Welcoming the Sun SPOTs to the Web of Things

It’s a known fact that we (or at least) love Sun SPOTs. Not the ones on the sun but the Sensor nodes developed by Sun Labs (now/soon Oracle Labs?) a couple of years ago.

Speaking Java better than any language out there (including French ;-)), when the first fully-natively-java Wireless Sensor Nodes came out you can imagine my joy. Since then I can’t remember a paper we wrote that does not use Spots in its prototype! We worked quite a lot with them, created several stacks to make them “Web-enabled” and RESTful, to make them part of the Web of Things!

When we had the chance to meet part of the Sun SPOTs crew at WoT 2010, they told us they were about to release some software to be able to apply and experiment with the Web of Things concepts.
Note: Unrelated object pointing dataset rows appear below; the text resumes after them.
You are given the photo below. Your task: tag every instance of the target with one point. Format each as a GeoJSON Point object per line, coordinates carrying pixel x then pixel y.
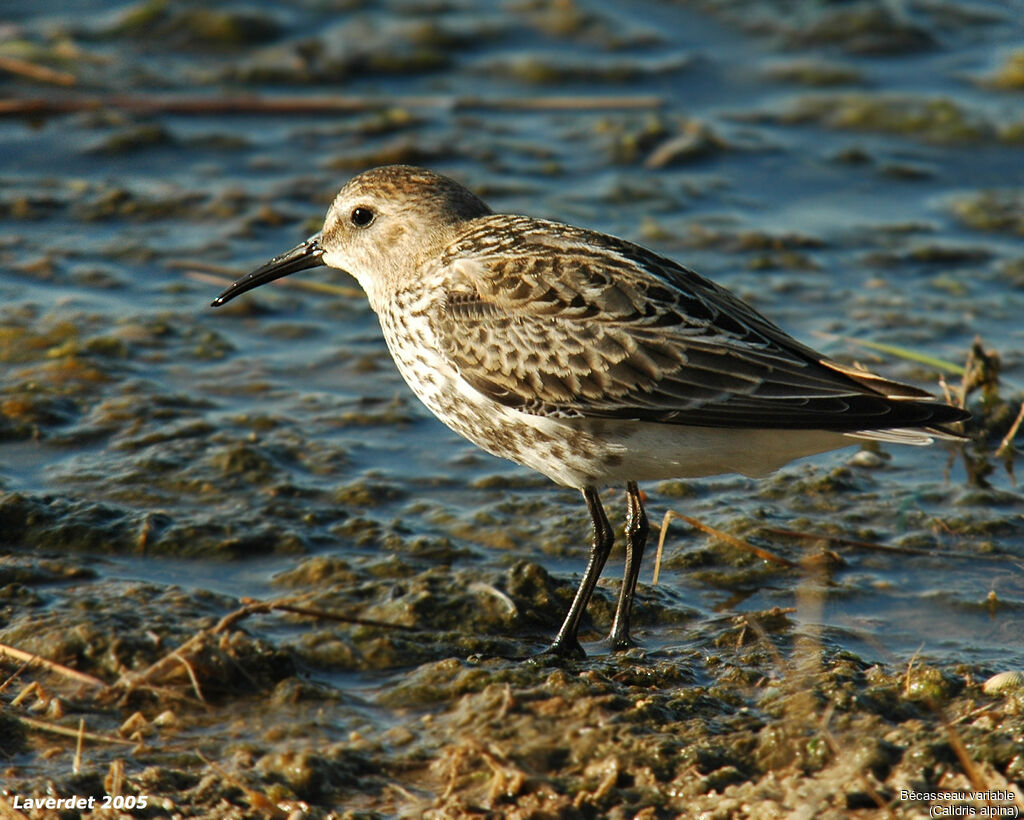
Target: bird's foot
{"type": "Point", "coordinates": [561, 650]}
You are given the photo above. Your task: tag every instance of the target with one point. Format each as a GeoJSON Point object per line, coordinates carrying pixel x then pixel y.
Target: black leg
{"type": "Point", "coordinates": [636, 540]}
{"type": "Point", "coordinates": [566, 642]}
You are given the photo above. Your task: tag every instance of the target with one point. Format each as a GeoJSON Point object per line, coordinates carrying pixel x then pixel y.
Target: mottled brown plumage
{"type": "Point", "coordinates": [587, 357]}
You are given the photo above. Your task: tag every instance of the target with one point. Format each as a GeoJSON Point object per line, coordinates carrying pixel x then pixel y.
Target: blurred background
{"type": "Point", "coordinates": [855, 170]}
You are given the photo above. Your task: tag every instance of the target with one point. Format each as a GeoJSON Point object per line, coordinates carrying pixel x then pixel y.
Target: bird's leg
{"type": "Point", "coordinates": [565, 642]}
{"type": "Point", "coordinates": [636, 540]}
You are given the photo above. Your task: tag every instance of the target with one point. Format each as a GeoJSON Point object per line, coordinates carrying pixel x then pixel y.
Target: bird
{"type": "Point", "coordinates": [589, 358]}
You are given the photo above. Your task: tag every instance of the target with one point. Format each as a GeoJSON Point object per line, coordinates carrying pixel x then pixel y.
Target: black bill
{"type": "Point", "coordinates": [308, 254]}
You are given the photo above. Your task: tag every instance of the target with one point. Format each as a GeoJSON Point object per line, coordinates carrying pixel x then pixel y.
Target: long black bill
{"type": "Point", "coordinates": [308, 254]}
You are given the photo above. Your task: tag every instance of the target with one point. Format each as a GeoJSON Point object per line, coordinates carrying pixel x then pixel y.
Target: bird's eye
{"type": "Point", "coordinates": [361, 217]}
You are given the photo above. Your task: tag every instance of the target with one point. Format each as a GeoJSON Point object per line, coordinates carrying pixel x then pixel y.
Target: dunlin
{"type": "Point", "coordinates": [587, 357]}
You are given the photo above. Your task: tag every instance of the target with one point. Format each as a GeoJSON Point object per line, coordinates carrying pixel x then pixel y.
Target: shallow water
{"type": "Point", "coordinates": [860, 185]}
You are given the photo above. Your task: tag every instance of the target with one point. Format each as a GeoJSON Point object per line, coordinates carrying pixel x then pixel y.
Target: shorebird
{"type": "Point", "coordinates": [587, 357]}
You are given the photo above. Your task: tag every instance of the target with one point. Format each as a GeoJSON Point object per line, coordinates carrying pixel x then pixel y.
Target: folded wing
{"type": "Point", "coordinates": [557, 320]}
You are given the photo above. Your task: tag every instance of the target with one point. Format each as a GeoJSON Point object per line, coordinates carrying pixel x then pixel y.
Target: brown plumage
{"type": "Point", "coordinates": [587, 357]}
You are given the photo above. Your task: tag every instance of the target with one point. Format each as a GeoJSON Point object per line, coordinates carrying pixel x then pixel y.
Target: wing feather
{"type": "Point", "coordinates": [558, 320]}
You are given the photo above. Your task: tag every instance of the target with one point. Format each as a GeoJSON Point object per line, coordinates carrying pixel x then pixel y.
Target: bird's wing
{"type": "Point", "coordinates": [558, 320]}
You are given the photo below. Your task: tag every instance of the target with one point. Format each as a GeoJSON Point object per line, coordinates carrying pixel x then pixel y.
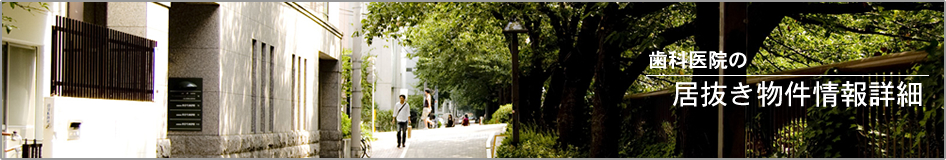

Well, here we go! The Sun SPOTs now have their own WoT stack. Probably the most important innovation when compared to the already available WoT stacks for the SPOTs (such as ours), is a Nano App Server. Inspired from the Java App Servers, which are basically Web Servers on steroids, it lets you register Web Apps which run on the nodes or on the gateway (i.e., host PC). The Web Apps are then responsible for handling part of the URL subspace (e.g., /…/blink which would be an app for making the SPOTs LEDs blink) and serving the Spots functionality in a RESTful manner.

The Nano App Server also offers support for great functionalities that definitely make sense for such small nodes such as HTTP compression or built-in support for caching!

All of this is best summarized on Vipul Gupta’s blog. Tutorial files and coding exercises are also available on this blog. Last but not least, a presentation guides your through the most important parts and steps, enjoy!